Validation Scorecard
Score each dimension 1-5. Multiply all five for a composite score (max 3,125).
1. Demand Frequency
How often do consumers need this answer?
| Score | Frequency | Example |
|---|---|---|
| 5 | Daily or real-time | ICU readmission risk scores |
| 4 | Weekly | Regional performance reports |
| 3 | Monthly | Quarterly business reviews |
| 2 | Quarterly | Annual planning data |
| 1 | Rarely or once | Ad-hoc executive request |
2. Decision Impact
What happens when consumers don't have this data?
| Score | Impact | Example |
|---|---|---|
| 5 | Critical decision blocked | Can't discharge patients without risk assessment |
| 4 | Significant delay or cost | Team spends 20+ hours/week on manual workaround |
| 3 | Moderate inconvenience | Report takes 3 hours instead of 5 minutes |
| 2 | Minor friction | Slightly slower process, acceptable workaround exists |
| 1 | Mild inconvenience | Nice to have, nobody changes behavior without it |
3. Workaround Effort
What are consumers doing today instead?
| Score | Effort | Example |
|---|---|---|
| 5 | Custom tooling built | Analyst maintains a 47-tab Excel model updated daily |
| 4 | Significant manual process | 3 people spend 2 days/week compiling reports |
| 3 | Partial automation | Script exists but breaks frequently, needs babysitting |
| 2 | Simple workaround | Quick Excel export, takes 30 minutes |
| 1 | Haven't tried | Nobody has attempted to solve this yet |
4. Data Feasibility
Can we actually build this with available data?
| Score | Feasibility | Example |
|---|---|---|
| 5 | Data exists, quality verified | Source audited, passes data-quality-assessment checks |
| 4 | Data exists, quality unknown | Source available but no quality baseline established |
| 3 | Data exists, known issues | Source has gaps or accuracy problems that need fixing first |
| 2 | Data partially exists | Need to combine 3+ sources, some missing |
| 1 | Data doesn't exist | Would need new data collection or acquisition |
Cross-reference data-quality-assessment for the 5-dimension scoring. A Data Feasibility score of 1 kills the idea regardless of other scores.
5. Schema Risk
How locked-in are consumers once we ship?

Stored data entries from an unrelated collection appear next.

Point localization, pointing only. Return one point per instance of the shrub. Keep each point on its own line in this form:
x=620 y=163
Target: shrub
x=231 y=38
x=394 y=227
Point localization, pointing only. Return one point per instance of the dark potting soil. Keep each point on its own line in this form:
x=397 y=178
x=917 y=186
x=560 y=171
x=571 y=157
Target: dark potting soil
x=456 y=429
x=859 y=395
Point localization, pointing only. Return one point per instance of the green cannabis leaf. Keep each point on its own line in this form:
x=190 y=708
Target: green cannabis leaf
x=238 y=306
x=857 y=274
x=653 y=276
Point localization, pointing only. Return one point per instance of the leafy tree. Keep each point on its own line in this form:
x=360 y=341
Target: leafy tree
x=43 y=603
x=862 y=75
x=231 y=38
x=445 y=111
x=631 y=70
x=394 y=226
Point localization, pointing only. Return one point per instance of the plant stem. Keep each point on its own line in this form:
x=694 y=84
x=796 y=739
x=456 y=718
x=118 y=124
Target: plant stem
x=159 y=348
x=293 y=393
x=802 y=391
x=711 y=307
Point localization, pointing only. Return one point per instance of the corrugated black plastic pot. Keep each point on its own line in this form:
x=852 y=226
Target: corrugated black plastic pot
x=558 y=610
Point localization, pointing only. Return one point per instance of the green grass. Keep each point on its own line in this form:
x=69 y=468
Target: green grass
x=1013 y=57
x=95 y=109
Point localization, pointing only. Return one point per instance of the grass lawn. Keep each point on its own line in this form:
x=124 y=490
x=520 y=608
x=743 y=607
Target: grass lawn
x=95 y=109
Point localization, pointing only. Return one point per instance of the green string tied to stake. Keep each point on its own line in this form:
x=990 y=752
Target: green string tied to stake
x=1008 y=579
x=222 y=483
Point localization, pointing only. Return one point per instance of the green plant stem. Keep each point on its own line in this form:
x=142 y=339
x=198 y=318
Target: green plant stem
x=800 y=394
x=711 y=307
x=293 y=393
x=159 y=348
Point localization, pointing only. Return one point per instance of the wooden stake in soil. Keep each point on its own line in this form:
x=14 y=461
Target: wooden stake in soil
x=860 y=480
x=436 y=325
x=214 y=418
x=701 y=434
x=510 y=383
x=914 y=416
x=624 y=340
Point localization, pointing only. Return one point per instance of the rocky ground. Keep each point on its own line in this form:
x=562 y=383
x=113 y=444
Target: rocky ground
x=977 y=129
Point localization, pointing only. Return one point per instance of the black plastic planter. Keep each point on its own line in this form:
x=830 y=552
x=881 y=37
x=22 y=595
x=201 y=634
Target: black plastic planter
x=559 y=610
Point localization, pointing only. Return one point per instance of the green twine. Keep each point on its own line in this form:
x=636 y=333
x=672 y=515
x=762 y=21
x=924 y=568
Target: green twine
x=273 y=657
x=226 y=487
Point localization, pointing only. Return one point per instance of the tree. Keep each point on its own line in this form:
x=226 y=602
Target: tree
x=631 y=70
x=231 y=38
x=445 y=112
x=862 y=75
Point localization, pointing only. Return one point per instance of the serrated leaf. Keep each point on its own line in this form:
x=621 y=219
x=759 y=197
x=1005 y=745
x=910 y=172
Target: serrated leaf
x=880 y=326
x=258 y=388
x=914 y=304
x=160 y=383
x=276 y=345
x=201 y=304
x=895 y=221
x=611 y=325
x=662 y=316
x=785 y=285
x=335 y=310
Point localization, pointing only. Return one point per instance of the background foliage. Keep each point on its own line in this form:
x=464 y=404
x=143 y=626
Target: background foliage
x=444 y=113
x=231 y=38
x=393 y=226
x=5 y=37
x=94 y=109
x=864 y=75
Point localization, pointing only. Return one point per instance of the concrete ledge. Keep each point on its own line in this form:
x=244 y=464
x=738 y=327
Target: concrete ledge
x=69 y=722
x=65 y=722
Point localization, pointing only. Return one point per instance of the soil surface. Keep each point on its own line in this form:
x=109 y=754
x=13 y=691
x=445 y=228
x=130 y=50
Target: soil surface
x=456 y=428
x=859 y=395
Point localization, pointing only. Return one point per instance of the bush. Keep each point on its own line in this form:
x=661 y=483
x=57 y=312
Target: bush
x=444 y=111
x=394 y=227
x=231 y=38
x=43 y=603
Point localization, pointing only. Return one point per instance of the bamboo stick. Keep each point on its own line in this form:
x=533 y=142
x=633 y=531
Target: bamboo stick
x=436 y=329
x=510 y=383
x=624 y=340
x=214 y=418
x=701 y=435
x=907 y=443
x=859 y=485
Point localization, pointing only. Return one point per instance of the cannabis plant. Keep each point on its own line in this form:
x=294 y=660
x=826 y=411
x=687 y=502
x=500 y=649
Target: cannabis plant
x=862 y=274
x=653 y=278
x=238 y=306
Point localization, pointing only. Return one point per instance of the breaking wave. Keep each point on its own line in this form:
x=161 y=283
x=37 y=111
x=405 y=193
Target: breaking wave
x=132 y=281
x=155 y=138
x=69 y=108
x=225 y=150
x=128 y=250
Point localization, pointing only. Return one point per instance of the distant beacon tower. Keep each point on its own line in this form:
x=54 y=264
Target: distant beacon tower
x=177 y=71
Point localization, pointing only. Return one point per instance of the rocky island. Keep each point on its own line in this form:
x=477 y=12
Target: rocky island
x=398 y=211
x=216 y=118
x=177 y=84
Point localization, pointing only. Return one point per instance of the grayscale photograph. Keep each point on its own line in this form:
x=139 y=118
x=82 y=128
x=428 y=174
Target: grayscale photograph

| Score | Risk | Example |
|---|---|---|
| 5 | Easily re-modeled | Internal API, few consumers, versioning supported |
| 4 | Moderate coupling | Dashboard consumed by 5-10 users, change is disruptive but manageable |
| 3 | Significant coupling | 20+ downstream queries depend on current schema |
| 2 | High coupling | External consumers or contractual SLAs on schema shape |
| 1 | Breaking change impossible | Regulated output, schema changes require compliance review |
Thresholds
| Composite Score | Decision | Action |
|---|---|---|
| 250+ | Build | Shape a pitch, allocate a cycle |
| 100-249 | Investigate | Run a 1-week experiment to de-risk the lowest-scoring dimension |
| <100 | Kill | Document why and move on. Revisit only if new evidence surfaces |
CRITICAL: A Data Feasibility score of 1 kills the idea at any composite score. You can't build a data product without data.
Experiment Types
When the scorecard says "Investigate," pick the cheapest experiment that addresses the weakest dimension:
Sample Query (1 day): Write the SQL. Run it against production data. Does the result answer the consumer's question? Tests Data Feasibility and reveals quality issues fast. If the query returns garbage, kill early.
Manual Pipeline (1 week): Build the transformation by hand for one consumer. Deliver a spreadsheet or flat file. Measure: did they use it? Did it change a decision? Tests Demand Frequency and Decision Impact with real behavior.
Schema Prototype (2-3 weeks): Build a minimal star schema with one fact table and 2-3 dimensions. Load a month of data. Let 2-3 consumers query it. Tests Schema Risk and reveals modeling assumptions before they calcify.
Type 1 vs Type 2 Decisions
Not all data product decisions are equal:
Type 1 (irreversible): Schema design decisions. Data source commitments. Terminology mappings published to external consumers. SCD strategies once historical data accumulates. These deserve full validation and the scorecard process.
Type 2 (reversible): Adding a metric to an existing dashboard. New filters on an existing report. Feature additions to established products. These don't need a scorecard. Just build and measure.
Discovery budget should match decision type. Spend 2 weeks validating a Type 1. Spend 2 hours on a Type 2.